CenterForOpenScience / pydocx

An extendable docx file format parser and converter
Other
183 stars 55 forks source link

Space between item listing/tables #228

Open botzill opened 7 years ago

botzill commented 7 years ago

Currently if we have a list like:

screen shot 2017-02-07 at 9 45 51 pm

is exported as:

screen shot 2017-02-07 at 9 45 58 pm

So, there is no space between items.

This is applied to tables as well: input:

screen shot 2017-02-07 at 10 07 40 pm

output:

screen shot 2017-02-07 at 10 07 48 pm
botzill commented 7 years ago

As I check the code I see that this was deliberately done, via:

def export_paragraph(self, paragraph):
    results = super(PyDocXHTMLExporter, self).export_paragraph(paragraph)

    results = is_not_empty_and_not_only_whitespace(results)
    if results is None:
        return

Any reason why we do that?

Basically I think that we need to detect empty paragraph and convert them into <br/> to have proper output.

kylegibson commented 7 years ago

If I recall correctly, it's because word documents can have these blank p's, but don't actually render to anything in a document.
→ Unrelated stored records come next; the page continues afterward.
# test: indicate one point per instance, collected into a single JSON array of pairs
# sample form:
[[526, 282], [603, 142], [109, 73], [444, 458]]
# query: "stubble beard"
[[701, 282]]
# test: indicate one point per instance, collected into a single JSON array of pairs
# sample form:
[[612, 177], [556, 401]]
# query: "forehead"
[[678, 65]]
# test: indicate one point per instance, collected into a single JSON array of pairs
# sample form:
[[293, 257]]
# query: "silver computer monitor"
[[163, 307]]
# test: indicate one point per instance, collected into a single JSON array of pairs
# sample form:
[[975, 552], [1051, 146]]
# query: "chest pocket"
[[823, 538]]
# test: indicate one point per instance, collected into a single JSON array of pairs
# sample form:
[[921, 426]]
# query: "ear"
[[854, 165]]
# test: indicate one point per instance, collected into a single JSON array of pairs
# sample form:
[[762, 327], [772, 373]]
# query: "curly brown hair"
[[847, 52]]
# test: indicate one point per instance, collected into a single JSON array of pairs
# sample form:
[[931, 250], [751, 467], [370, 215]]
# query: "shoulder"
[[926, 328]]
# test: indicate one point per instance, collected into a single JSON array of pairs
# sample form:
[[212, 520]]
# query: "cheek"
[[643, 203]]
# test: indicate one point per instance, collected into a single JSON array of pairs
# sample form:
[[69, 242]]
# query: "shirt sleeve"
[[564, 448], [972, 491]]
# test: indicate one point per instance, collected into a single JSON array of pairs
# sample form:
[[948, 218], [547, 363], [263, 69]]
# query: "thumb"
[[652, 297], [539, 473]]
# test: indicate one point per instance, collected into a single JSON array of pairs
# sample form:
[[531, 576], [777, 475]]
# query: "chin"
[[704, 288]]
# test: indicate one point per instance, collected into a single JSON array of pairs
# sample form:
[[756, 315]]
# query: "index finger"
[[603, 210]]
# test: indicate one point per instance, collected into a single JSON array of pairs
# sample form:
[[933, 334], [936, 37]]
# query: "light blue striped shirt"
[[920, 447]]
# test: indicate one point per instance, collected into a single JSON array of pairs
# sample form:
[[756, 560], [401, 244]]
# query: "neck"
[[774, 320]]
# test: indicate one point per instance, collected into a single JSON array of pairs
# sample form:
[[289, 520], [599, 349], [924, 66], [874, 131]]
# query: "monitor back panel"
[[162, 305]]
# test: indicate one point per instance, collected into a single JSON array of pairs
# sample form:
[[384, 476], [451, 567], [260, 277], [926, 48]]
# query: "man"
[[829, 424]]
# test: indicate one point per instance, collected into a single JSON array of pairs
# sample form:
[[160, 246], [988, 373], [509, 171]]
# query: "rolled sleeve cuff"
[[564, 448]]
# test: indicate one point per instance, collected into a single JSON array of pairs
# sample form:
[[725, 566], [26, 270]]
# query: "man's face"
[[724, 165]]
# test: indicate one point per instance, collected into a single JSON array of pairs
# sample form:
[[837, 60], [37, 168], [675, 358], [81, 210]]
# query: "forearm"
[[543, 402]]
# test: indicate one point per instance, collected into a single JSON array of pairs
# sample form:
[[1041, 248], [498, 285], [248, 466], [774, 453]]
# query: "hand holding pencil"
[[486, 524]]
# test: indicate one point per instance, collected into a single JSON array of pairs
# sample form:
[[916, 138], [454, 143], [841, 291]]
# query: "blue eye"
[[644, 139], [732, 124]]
Empty p's in OOXML do not necessarily translate to a line break in HTML. If in doubt, 1) check the spec: how does it say empty p's should be handled? 2) construct a word document with some empty p's. Open the document in Word. What happens?

botzill commented 7 years ago

Yes, I did some tests and basically if we add an empty <w:p/> it will be rendered as new line. Of course there can be different scenarios about this depending where <w:p/> is located. To be honest I could not find proper information about empty p, I just did tests with doc.

I did some work related to this here: https://github.com/botzill/pydocx/commit/34ee04591e324511880eed52f8fc0757e4360917.

To properly allow <w:p/> to be rendered we need to reset html p tag default margins and allow those empty p to be processed. Empty paragraph is replaced with: <p>&nbsp;</p> so that it will work in lists as well.

This way we don't actually need this method : https://github.com/CenterForOpenScience/pydocx/blob/9cd76eeb1f99cb3e580a8138a00295087f86eae0/pydocx/export/base.py#L255.

But not sure yet if this will cover all the cases. From tests I did seems be fine so far.

botzill commented 7 years ago

The info I found about p: https://msdn.microsoft.com/en-us/library/gg278323.aspx

The most basic unit of block-level content within a WordprocessingML document, paragraphs are stored using the <p> element. A paragraph defines a distinct division of content that begins on a new line. A paragraph can contain three pieces of information: optional paragraph properties, inline content (typically runs), and a set of optional revision IDs used to compare the content of two documents.

Also here: https://msdn.microsoft.com/en-us/library/documentformat.openxml.wordprocessing.paragraph.aspx. But no info related to empty paragraphs.